Usually, it starts with perspectives that are intra-professionally oriented, then inter-collegially; soon, it turns para-professionally and ultimately… we set our sights on the provider-to-consumer discourse. These discussions aren’t new. The solutions, for the most part remain the same. Still, there may be opportunities now, to make such connections better; and, to begin building bridges while collaborating in more circles and less rows, with both our healthcare allies as well as our general consumers.
Now, a quick preamble: As per the norm to my more challenging posts, I feel its important to first identify the gaps before we rush into a solution. By doing so, we can better craft a big picture approach that includes as many stakeholders as possible.
Bridging The Gap
1. The Value Gap.
Let me start off this post with a fun survey I posted on Facebook:
That breaks down to people having the following outlooks on our profession:
Despite such positivity: Year after year, we continually hear bellows of how terrible our payment systems have been, insurance companies are reimbursing less, people’s co-pays are getting higher and higher… etc, etc, etc. For as long as I can remember, there’s this value gap of fitness vs. physio, insurance vs. cash, then… that whole gambit of comparing ourselves to and with chiropractors, massage therapists, and acupuncturists.
The thing is, we still remain just shy of that 10% marketshare capture. Meaning, a little under 1/10 people who have movement & musculoskeletal needs, will ever eventually seek care (directly, referred, or otherwise) from a Physical Therapist.

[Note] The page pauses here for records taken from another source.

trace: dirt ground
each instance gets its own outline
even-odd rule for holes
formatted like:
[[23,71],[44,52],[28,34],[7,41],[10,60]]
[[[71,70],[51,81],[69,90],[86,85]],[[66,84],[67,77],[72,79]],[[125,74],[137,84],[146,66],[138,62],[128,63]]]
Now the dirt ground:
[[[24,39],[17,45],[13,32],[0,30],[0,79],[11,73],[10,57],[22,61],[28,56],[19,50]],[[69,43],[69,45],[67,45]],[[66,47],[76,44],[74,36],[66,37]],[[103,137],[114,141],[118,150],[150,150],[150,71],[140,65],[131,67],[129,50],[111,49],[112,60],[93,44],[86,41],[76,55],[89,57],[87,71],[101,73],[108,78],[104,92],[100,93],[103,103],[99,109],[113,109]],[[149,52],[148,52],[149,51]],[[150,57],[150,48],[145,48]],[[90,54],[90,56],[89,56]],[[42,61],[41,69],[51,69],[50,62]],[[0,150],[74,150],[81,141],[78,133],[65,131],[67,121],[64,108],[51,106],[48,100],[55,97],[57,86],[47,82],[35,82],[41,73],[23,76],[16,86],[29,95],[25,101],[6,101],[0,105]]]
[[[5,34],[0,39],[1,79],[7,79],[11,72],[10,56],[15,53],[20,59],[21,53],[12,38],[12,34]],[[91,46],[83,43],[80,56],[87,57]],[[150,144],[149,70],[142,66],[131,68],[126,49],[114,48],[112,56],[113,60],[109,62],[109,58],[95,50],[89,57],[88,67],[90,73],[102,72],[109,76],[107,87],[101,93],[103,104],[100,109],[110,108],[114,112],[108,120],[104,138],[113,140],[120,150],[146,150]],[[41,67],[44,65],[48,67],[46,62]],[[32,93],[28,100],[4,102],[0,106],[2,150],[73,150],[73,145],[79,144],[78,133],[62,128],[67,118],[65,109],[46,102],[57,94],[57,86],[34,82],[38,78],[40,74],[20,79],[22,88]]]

This, was a heavy point of fact that we were able to document, in person, during the APTA’s Private Practice Section conference in Las Vegas… touring the strip asking, “What would you do if you had low back pain?”
The funny thing is: study after study within a wide range of medical and scientific journals, we are proving that Physical Therapists bring value and contain healthcare costs. We are found in outpatient clinics, in the emergency department, throughout hospitals, in homes for home health, in rehab/inpatient facilities… we treat any range of concerns revolving around the movement system including your general aches & pains, post-surgical conditions, dizziness & vertigo, the pelvic floor; all from skill sets and abilities from bed bound into the elite human performance populations such as olympic athletes.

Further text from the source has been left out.